Restlessly he moved to his door again, opened it, and looked down the
hall. The door of Josephine's room was closed, and he reentered his
room. For a moment he stood facing the window. In the same instant
there came the report of a rifle and the crashing of glass. A shower of
shot-like particles struck his face. He heard a dull smash behind him,
and then a stinging, red-hot pain shot across his arm, as if a whiplash
had seared his naked flesh. He heard the shot, the crashing glass, the
strike of the bullet behind him before he felt the pain--before he
reeled back toward the wall. His heel caught in a rug and he fell. He
knew that he was not badly hurt, but he crouched low, and with his
right hand drew his automatic and levelled it at the window.
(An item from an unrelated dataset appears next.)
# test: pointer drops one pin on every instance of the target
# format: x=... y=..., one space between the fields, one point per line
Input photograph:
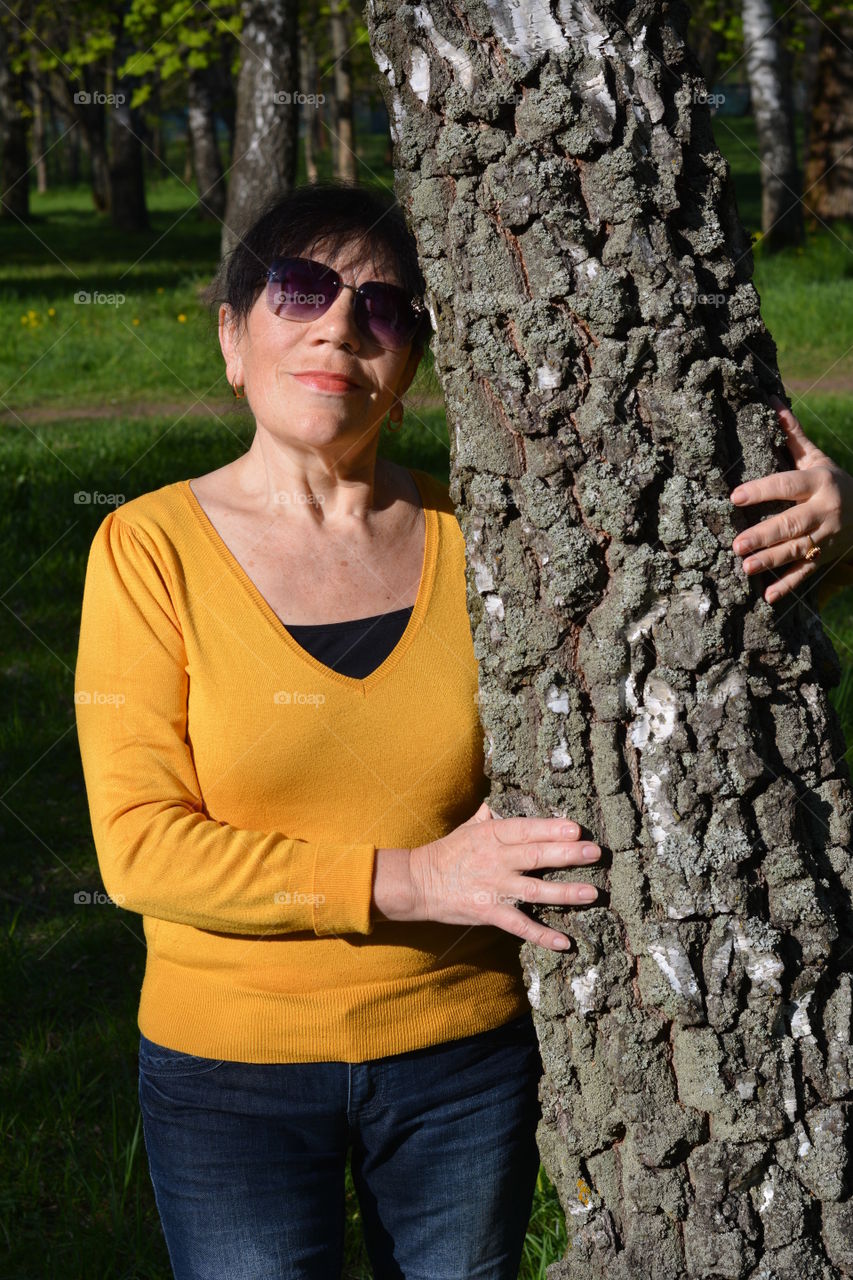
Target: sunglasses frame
x=361 y=319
Never in his life had his blood leaped more quickly through his body
than it did now. It was not merely excitement--the knowledge that he
had been close to death, and had escaped. From out of the darkness Jean
Croisset had shot at him like a coward. He did not feel the burn of the
scratch on his arm as he jumped to his feet. Once more he ran swiftly
through the hall. At the end door he looked back. Apparently the shot
had not alarmed the occupants of Josephine's room, to whom the report
of a rifle--even at night--held no special significance.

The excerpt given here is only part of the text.